Help for package ebdm

Type:

Package

Title:

Estimating Bivariate Dependency from Marginal Data

Version:

3.0.0

Description:

Provides statistical methods for estimating bivariate dependency (correlation) from marginal summary statistics across multiple studies. The package supports three modules: (1) bivariate correlation estimation for binary outcomes, (2) bivariate correlation estimation for continuous outcomes, and (3) estimation of component-wise means and variances under a conditional two-component Gaussian mixture model for a continuous variable stratified by a binary class label. These methods enable privacy-preserving joint estimation when individual-level data are unavailable.

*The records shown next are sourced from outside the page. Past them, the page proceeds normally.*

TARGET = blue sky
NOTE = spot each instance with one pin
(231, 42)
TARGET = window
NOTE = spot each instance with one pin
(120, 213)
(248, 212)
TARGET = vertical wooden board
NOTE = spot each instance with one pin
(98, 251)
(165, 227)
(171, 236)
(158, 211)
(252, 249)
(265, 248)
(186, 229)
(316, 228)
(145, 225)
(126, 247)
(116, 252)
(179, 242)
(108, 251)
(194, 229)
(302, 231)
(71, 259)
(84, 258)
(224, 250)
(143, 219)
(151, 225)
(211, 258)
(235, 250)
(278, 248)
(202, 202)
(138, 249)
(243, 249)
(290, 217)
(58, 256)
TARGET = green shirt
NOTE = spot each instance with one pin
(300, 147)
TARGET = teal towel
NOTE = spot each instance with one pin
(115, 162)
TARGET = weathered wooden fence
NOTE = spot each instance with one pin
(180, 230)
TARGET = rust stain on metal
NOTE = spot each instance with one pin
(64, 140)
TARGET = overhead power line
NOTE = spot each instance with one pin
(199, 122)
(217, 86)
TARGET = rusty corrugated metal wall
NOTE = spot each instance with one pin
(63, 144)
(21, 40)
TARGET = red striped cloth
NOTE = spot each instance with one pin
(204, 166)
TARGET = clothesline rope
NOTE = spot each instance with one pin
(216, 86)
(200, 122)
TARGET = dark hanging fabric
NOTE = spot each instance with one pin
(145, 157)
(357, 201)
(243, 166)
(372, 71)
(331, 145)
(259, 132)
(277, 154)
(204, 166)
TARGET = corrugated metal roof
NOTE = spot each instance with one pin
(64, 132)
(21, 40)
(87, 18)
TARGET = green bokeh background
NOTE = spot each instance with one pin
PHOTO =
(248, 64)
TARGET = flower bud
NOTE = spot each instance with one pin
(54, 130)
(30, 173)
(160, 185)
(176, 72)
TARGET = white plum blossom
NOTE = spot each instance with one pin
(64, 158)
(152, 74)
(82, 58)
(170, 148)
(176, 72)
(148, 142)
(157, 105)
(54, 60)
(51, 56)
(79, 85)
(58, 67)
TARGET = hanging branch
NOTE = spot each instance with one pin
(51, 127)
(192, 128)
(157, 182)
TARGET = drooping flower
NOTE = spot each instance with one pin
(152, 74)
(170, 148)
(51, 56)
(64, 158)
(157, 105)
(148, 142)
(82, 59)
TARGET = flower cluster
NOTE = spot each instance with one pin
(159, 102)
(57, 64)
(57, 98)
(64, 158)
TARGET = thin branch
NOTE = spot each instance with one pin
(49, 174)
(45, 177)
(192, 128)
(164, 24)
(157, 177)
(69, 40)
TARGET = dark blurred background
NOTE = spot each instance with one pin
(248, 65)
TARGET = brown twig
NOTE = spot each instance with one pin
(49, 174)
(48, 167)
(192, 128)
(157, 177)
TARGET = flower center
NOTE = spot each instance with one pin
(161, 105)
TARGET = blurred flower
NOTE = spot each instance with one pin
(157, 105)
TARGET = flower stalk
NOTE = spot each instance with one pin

The approaches are detailed in Shang, Tsao, and Zhang (2025a) <doi:10.48550/arXiv.2505.03995> and Shang, Tsao, and Zhang (2025b) <doi:10.48550/arXiv.2508.02057>.

License:

GPL (≥ 3)

Encoding:

UTF-8

LazyData:

true

Depends:

R (≥ 3.5.0)

Imports:

stats

RoxygenNote:

7.3.2

NeedsCompilation:

Packaged:

2025-10-16 06:10:26 UTC; shanglongwen

Author:

Longwen Shang [aut, cre], Min Tsao [aut], Xuekui Zhang [aut]

Maintainer:

Longwen Shang <shanglongwen0918@gmail.com>

Repository:

CRAN

Date/Publication:

2025-10-16 20:20:17 UTC

Example Data: Binary Variables

Description

Simulated dataset for testing the cor_bin() function.

Usage

data(bin_example)

Format

A data frame with 3 columns:

ni: Sample size per study
xi: Count of first binary variable
yi: Count of second binary variable

Example Data: Continuous Variables

Description

Simulated dataset for testing the cor_cont() function.

Usage

data(cont_example)

Format

A data frame with 5 columns:

Sample_Size: Sample size for each study.
Mean_X: Sample mean of variable X.
Mean_Y: Sample mean of variable Y.
Variance_X: Sample variance of variable X.
Variance_Y: Sample variance of variable Y.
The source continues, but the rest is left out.